If there are 3 classes and k=3, then each tree could predict a different class and the ensemble wouldn't be able to come up with an answer. Similarly, if k is even, there could be a 2-2 split between the classifiers and the ensemble wouldn't be able to decide.

protojas commented 6 years ago
import random
import numpy as np
import sklearn.ensemble

def baggingR(D, Y, X, be=None, k=10):
    # D is the dataset of features
    # Y is the classifications of each point in D
    # X is the points to be classified
    # be is the base estimator (which classifier type to ensemble?) Default
    #    is decision trees
    # k is the number of base estimators to use

    features = 1.0
    # features is how many to features to use for each estimator. 1.0
    # means use them all.

    samples = 1.0
    # samples is how many samples to draw for bagging purposes (see
    # explanation of bagging)

    # set up the ensemble classifier
    bagc = sklearn.ensemble.BaggingRegressor(base_estimator=be,
                                             n_estimators=k,
                                             max_samples=samples,
                                             max_features=features,
                                             verbose=0)

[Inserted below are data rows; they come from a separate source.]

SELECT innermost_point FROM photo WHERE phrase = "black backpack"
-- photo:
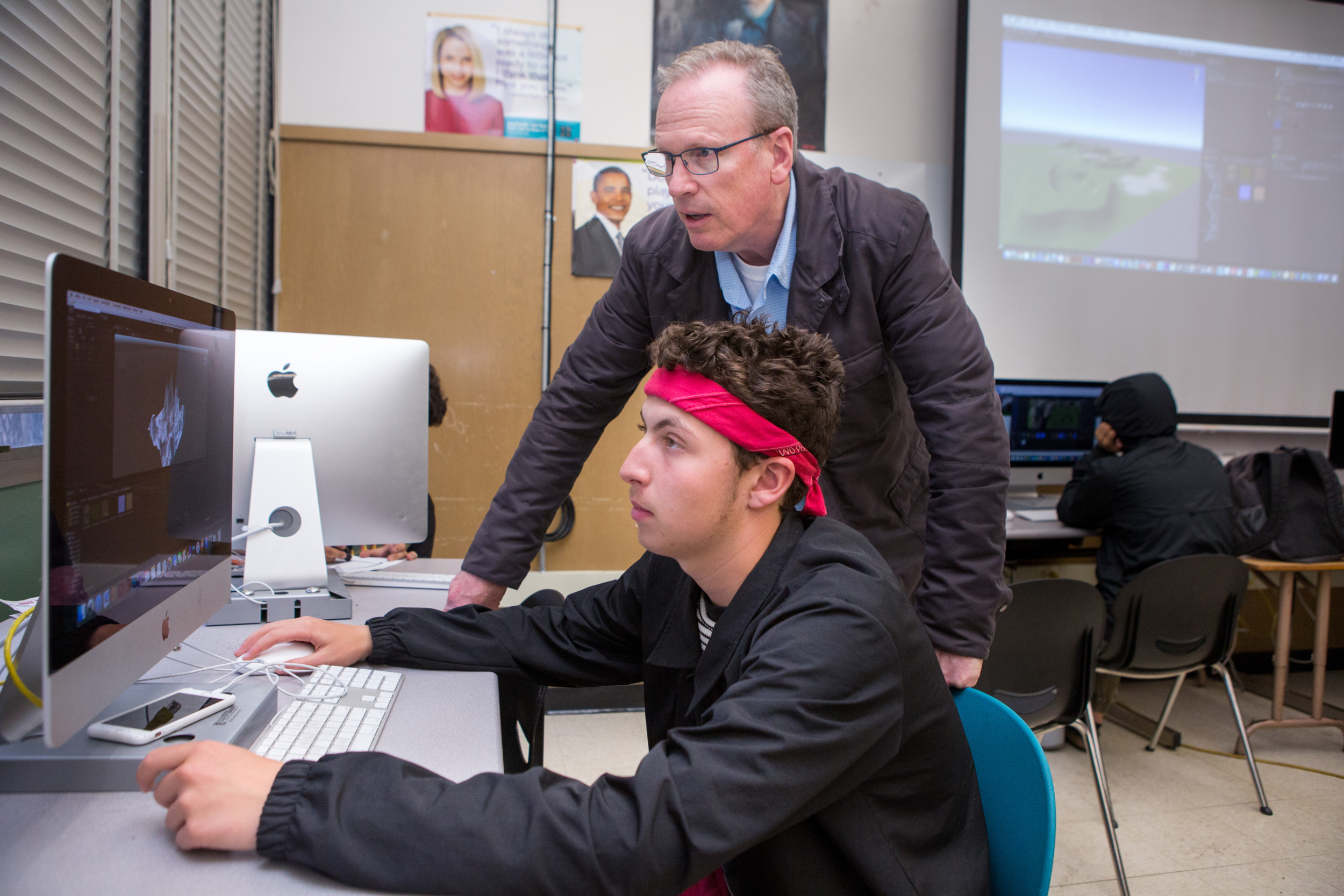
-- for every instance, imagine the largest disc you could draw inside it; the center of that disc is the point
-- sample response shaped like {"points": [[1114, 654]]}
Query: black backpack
{"points": [[1288, 505]]}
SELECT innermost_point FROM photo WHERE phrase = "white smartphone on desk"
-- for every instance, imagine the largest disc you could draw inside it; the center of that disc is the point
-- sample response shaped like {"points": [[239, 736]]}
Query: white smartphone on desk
{"points": [[160, 718]]}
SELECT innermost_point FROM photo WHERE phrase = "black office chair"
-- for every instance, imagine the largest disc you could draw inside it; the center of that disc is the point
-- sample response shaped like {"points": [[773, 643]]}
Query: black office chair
{"points": [[523, 706], [1176, 618], [1042, 664]]}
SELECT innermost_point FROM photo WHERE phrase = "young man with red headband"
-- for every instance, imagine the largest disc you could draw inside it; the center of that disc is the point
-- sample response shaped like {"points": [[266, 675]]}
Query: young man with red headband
{"points": [[803, 739]]}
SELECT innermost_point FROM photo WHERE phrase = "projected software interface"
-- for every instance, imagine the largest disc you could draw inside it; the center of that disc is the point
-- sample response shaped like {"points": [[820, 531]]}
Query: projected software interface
{"points": [[1049, 424], [1154, 152], [140, 499]]}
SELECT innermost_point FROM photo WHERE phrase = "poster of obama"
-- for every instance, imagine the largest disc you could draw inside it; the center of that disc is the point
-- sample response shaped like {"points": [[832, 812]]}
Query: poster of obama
{"points": [[609, 199]]}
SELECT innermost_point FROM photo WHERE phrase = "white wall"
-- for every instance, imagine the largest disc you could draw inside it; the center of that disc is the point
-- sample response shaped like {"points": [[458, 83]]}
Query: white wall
{"points": [[356, 63]]}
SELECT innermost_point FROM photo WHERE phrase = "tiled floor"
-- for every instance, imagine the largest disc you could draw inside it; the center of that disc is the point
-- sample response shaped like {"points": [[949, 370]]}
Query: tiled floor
{"points": [[1189, 821]]}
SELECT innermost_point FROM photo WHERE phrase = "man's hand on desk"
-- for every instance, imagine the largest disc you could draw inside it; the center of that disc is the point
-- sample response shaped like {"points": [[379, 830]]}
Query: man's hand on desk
{"points": [[959, 672], [334, 642], [214, 793], [469, 589]]}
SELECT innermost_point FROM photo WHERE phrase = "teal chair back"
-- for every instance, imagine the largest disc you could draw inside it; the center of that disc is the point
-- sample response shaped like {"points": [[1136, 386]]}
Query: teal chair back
{"points": [[1017, 792]]}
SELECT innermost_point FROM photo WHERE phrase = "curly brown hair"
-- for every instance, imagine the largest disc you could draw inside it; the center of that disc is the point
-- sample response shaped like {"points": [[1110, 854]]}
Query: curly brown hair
{"points": [[437, 404], [788, 375]]}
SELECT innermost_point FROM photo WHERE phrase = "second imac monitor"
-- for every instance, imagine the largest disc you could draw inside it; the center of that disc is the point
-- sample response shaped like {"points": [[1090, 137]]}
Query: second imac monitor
{"points": [[362, 406], [1052, 424]]}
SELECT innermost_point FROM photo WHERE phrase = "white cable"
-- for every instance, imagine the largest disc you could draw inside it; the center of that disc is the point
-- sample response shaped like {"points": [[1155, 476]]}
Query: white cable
{"points": [[254, 529], [270, 669], [248, 597]]}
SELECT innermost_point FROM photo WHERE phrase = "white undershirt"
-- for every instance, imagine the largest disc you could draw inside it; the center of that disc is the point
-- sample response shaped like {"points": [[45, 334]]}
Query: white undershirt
{"points": [[753, 277]]}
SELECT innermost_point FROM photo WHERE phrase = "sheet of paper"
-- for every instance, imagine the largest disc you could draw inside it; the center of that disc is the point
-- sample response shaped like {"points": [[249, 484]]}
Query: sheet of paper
{"points": [[363, 564]]}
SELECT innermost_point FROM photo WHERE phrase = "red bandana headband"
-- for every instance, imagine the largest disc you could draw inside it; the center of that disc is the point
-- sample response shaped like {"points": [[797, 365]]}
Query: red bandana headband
{"points": [[725, 413]]}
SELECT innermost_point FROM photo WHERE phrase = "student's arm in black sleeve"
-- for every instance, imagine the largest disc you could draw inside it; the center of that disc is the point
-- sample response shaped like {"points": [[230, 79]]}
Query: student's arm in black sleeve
{"points": [[1089, 499], [772, 752], [595, 639]]}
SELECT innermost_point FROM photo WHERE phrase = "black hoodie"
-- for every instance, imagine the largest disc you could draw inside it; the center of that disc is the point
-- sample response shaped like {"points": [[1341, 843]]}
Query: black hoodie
{"points": [[1157, 499]]}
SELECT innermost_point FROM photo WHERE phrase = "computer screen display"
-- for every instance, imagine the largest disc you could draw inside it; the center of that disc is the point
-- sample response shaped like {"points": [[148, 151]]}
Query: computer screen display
{"points": [[140, 458], [1050, 424]]}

    # train the classifier
    bagc.fit(D, Y)

    # return an array of classifications
    return bagc.predict(X)

# the dataset
D = [[0, 1],
     [0, 2],
     [3, 4],
     [5, 6],
     [6, 3],
     [4, -2],
     [-1, 4],
     [2, 3],
     [9, -1],
     [-2, -4],
     [-1, -5],
     [10, 0],
     [-10, 0]]

# assign the above points to a random class
Y = [random.uniform(-1.0, 1.0) for X in D]

# put it into the right format for sklearn
D = np.array(D)
Y = np.array(Y)

# generate a single random point to classify
X = np.random.randint(low=-10, high=10, size=(1, len(D[0])))

# print out the point and it's classification
XC = baggingR(D, Y, X, None, 20)
print "Test 1:"
for xc in range(len(XC)):
    print X[xc], XC[xc]

# generate 10 random points to classify
X2 = np.random.randint(low=-10, high=10, size=(10, len(D[0])))

# print out the 10 points and their classifications
XC2 = baggingR(D, Y, X2, None, 30)
print "Test 2:"
for xc2 in range(len(XC2)):
    print X2[xc2], XC2[xc2]
protojas commented 6 years ago

The BaggingRegressor has almost the same use as the BaggingClassifier. The only difference I can see in terms of functionality is that the Regressor doesn't predict from a set of classes, it predicts from a range of real numbers. So instead of having Y be a choice between ['A', 'B'] for each point, it's a choice of a real number between [-1.0, 1.0] in this case. The range is arbitrary, but it's essentially a way of assigning a "score" to each point instead of a classification. This might be useful if you were trying to rank people's obesity on a scale of 1-10, rather than trying to guess their ethnicity.

jeff1evesque commented 6 years ago

What are some of the other (supported / nonsupported) options, other than the decision tree base_estimator, for either the classifier, or the regressor? Can we do random forrest, or some other approach? I wonder if we can in the future, bootstrap a custom estimator (less important right now).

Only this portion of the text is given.